Joe: Thank you, comrades. So as Ben explained in his leadoff, modern science and technology represent a phenomenal victory of humanity over nature. They’ve freed millions, tens of millions, from misery, suffering, and early death. But capitalism is taking us backwards and as Ben explained, the COVID-19 pandemic has made this very clear. We are actually living through a record occurrence of global pandemics. And scientists have been warning about this for years. The causes are all rooted in modern capitalist production – factory farming, mass transport, environmental destruction, etc., which would all be regulated, rationalized, or even abolished altogether under a planned economy. This latest coronavirus pandemic was predicted in 2009 by scientists researching the SARS outbreak at the time. But even though modern science saw this disaster coming, the influence of the capitalist system means it seemed to catch humanity by surprise and now 13 million people have been infected and 300 thousand have died, at least according to official figures.

This did not have to happen. The system is to blame.
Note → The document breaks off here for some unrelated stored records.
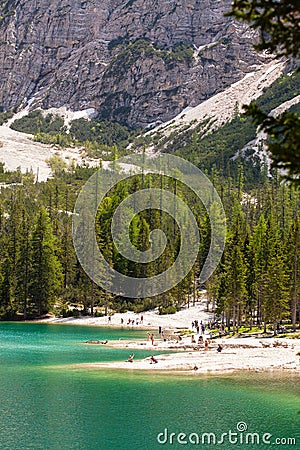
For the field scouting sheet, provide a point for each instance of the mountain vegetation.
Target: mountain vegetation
(257, 282)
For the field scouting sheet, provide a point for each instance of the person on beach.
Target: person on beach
(130, 359)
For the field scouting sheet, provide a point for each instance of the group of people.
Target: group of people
(153, 360)
(131, 321)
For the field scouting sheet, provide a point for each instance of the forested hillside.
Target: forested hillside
(257, 281)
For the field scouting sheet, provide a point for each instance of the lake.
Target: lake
(47, 403)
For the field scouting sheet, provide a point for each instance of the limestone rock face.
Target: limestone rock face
(135, 61)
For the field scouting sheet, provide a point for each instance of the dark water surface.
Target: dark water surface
(47, 404)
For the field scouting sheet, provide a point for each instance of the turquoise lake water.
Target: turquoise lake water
(46, 403)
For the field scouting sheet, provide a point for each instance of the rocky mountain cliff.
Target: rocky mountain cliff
(132, 61)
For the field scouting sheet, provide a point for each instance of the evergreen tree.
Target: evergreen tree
(46, 270)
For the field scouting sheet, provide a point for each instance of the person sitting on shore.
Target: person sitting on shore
(130, 359)
(153, 360)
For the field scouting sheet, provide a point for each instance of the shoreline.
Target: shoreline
(237, 355)
(250, 354)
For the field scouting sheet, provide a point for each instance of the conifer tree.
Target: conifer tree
(46, 270)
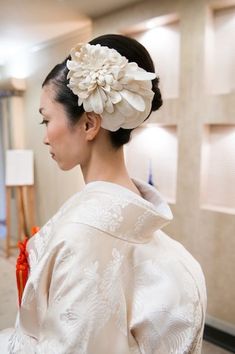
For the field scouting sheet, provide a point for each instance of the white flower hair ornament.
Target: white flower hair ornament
(107, 84)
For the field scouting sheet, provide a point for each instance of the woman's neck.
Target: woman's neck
(108, 165)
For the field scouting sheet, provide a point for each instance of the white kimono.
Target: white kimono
(104, 279)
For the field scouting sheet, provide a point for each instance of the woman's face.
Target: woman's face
(66, 143)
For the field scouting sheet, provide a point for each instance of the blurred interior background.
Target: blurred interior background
(188, 146)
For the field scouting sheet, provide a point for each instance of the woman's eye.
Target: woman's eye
(44, 121)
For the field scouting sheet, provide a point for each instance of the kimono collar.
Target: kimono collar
(120, 212)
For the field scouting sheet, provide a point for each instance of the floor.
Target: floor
(8, 301)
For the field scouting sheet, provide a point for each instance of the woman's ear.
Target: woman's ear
(92, 124)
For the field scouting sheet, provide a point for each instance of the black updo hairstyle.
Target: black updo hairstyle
(129, 48)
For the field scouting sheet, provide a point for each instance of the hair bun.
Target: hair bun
(157, 98)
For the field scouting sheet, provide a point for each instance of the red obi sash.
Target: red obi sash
(22, 265)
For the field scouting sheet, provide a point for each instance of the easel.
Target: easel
(25, 205)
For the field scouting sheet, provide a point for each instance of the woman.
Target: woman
(104, 279)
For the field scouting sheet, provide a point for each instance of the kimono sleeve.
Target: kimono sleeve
(79, 316)
(168, 310)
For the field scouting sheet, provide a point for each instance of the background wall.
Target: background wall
(208, 234)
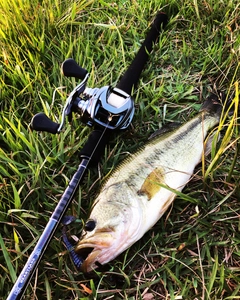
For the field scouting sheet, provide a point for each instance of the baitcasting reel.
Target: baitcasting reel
(108, 107)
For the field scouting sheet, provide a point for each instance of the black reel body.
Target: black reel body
(107, 107)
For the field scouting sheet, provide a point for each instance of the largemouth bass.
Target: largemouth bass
(142, 188)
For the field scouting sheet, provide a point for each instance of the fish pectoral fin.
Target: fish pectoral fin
(151, 184)
(76, 259)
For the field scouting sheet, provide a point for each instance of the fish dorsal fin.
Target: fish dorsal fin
(151, 184)
(165, 129)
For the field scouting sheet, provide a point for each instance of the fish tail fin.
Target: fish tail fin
(215, 103)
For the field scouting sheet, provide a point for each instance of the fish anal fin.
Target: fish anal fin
(151, 184)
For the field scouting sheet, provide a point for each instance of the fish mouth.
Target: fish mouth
(94, 254)
(89, 254)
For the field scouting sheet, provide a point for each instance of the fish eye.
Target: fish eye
(90, 225)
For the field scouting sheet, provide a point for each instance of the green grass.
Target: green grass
(193, 252)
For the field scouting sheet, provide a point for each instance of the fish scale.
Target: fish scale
(142, 188)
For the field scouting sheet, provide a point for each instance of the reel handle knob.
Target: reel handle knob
(40, 122)
(71, 69)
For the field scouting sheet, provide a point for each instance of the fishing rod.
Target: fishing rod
(107, 110)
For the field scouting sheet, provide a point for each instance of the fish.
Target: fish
(143, 186)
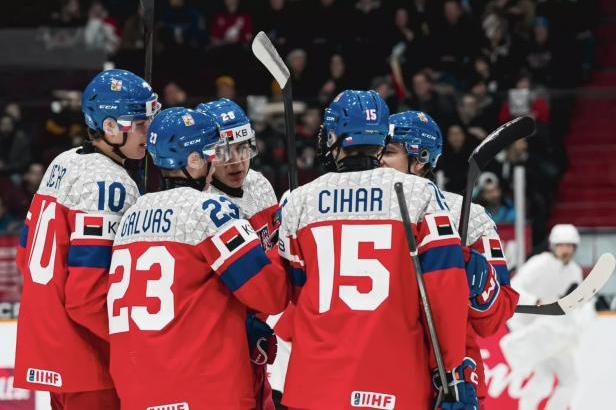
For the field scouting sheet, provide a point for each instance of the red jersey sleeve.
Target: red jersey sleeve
(442, 263)
(89, 257)
(487, 322)
(236, 255)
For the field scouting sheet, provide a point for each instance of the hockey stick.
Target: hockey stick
(422, 292)
(502, 137)
(595, 280)
(266, 53)
(148, 28)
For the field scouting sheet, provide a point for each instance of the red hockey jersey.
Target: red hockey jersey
(258, 204)
(183, 271)
(482, 236)
(64, 256)
(358, 333)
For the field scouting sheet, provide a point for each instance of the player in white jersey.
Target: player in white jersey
(546, 346)
(177, 323)
(256, 199)
(358, 334)
(65, 249)
(415, 146)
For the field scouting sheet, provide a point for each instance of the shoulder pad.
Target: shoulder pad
(479, 223)
(89, 183)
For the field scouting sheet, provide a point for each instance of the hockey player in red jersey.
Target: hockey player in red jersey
(65, 248)
(358, 333)
(185, 268)
(256, 199)
(416, 144)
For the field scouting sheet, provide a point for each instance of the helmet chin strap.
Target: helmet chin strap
(115, 148)
(360, 162)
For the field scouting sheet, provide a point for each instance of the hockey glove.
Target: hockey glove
(462, 382)
(482, 281)
(261, 341)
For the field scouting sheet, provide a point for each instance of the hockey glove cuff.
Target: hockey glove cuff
(462, 382)
(261, 341)
(482, 280)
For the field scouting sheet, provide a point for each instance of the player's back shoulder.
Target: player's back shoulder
(258, 190)
(361, 195)
(182, 215)
(89, 182)
(479, 224)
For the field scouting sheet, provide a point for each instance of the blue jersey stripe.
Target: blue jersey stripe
(502, 273)
(441, 257)
(89, 256)
(244, 268)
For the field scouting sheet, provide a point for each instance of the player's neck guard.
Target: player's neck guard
(187, 181)
(357, 163)
(233, 192)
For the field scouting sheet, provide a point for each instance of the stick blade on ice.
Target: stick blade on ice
(595, 280)
(266, 53)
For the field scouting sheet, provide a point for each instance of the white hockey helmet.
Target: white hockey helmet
(564, 233)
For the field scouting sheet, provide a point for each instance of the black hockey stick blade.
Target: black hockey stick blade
(267, 54)
(502, 137)
(422, 289)
(596, 279)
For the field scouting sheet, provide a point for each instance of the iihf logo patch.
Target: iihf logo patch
(116, 85)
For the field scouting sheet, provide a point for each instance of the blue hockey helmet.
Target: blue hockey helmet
(177, 132)
(118, 94)
(234, 126)
(356, 118)
(419, 134)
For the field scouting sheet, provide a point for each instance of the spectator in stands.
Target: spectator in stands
(454, 161)
(15, 153)
(225, 87)
(301, 80)
(486, 102)
(101, 31)
(541, 53)
(499, 49)
(329, 32)
(473, 120)
(456, 40)
(232, 26)
(383, 85)
(525, 100)
(133, 31)
(69, 15)
(65, 128)
(173, 96)
(181, 26)
(277, 21)
(425, 98)
(499, 208)
(337, 80)
(482, 71)
(9, 225)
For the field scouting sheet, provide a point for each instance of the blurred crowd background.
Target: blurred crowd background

Far from promoting innovation, as its defenders claim, the so-called “free market” actually cripples pharmaceutical production and R&D. In 2017, the fifty biggest pharmaceutical laboratories earned 1.2 trillion dollars between them. But despite the profits, research on vaccines has been stagnant since the 1960s. The two biggest fetters on human civilization, the nation-state and private property, are also the biggest impediments to the development of medical science. The majority of research on new medicines is paid for by the state but private companies sweep in to buy up the patents and gobble up the profits on these medicines. Companies like Pfizer and Novartis also have a stranglehold on the means of production, on raw materials and manufacturing processes, which means they can dictate the prices of essential medicines. In other words, they privatize the profits and socialize the risks. And from a capitalist perspective, developing new medicines is high risk compared to pumping out derivatives on old drugs. And developing drugs for academics is even riskier because when an outbreak stops, the market dries up. In 2009, the US government cut funding on research for a SARS 1 vaccine that might, with small tweaks, have been effective against the new coronavirus.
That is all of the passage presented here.